Au Mali, la journée de samedi a été marquée par une flambée de violences sans précédent depuis plusieurs années. Des attaques simultanées ont visé plusieurs positions militaires et centres urbains, notamment à Bamako, Kati, Gao, Sévaré et Kidal, révélant une nouvelle dégradation de la situation sécuritaire dans le pays. Face à cette offensive coordonnée, l’armée malienne a affirmé avoir repris la main et assuré que « la situation est sous contrôle », même si des opérations de ratissage restent en cours dans plusieurs zones.
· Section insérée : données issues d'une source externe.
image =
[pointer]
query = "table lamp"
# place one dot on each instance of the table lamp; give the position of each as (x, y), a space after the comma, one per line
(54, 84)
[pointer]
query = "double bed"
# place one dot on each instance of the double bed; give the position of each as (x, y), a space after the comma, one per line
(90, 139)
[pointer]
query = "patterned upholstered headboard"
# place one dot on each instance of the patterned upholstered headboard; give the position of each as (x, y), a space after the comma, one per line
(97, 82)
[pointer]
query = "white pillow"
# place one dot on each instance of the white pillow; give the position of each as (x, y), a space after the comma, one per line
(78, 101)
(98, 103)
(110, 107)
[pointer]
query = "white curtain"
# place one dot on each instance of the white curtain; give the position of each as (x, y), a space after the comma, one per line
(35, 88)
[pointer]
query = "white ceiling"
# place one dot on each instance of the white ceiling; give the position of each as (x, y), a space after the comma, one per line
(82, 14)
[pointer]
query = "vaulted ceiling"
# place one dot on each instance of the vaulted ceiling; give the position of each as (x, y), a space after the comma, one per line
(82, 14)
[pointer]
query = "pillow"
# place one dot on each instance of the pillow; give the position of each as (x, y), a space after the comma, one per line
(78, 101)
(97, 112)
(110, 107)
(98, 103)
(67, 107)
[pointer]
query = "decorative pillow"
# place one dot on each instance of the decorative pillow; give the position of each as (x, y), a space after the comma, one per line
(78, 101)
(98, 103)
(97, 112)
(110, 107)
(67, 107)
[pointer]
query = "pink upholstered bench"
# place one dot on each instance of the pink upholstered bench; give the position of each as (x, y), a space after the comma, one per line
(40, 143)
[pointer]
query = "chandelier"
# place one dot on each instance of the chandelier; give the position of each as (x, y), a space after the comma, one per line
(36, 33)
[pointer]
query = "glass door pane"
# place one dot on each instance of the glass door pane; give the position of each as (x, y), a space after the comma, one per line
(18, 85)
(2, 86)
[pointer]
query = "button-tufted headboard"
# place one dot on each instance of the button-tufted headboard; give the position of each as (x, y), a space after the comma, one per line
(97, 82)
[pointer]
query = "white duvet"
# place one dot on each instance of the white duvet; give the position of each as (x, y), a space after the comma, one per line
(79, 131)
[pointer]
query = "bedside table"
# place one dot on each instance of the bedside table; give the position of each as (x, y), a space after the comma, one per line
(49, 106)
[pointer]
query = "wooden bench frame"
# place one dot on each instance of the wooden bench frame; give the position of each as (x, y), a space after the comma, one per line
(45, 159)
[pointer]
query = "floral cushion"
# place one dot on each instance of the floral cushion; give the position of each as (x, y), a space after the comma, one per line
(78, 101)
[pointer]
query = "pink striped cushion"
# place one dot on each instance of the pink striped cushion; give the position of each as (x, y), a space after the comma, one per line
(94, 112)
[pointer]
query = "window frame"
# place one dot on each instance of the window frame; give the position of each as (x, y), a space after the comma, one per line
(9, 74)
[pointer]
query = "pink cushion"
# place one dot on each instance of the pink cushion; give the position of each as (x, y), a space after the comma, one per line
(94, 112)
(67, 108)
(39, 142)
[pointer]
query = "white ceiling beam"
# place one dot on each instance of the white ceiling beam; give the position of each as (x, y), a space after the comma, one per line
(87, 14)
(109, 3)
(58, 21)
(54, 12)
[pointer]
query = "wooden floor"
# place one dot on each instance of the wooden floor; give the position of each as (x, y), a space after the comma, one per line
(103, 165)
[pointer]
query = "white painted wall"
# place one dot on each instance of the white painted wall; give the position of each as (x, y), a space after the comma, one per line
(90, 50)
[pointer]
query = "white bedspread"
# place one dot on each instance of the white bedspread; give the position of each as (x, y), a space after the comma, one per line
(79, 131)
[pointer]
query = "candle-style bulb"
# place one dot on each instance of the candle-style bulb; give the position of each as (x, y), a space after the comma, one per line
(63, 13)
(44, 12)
Le FLA annonce la prise totale de Kidal
Dans ce contexte de combats intenses, les rebelles touareg du Front de libération de l’Azawad (FLA) ont affirmé avoir repris le contrôle de Kidal, ville stratégique du nord malien que l’armée avait reconquise il y a près de deux ans. Selon Mohamed Elmaouloud Ramadane, porte-parole du mouvement, les combattants du FLA tiendraient « l’ensemble de la ville » et poursuivraient leurs offensives contre les dernières poches de résistance retranchées dans l’ex-camp de la MINUSMA et de Barkhane.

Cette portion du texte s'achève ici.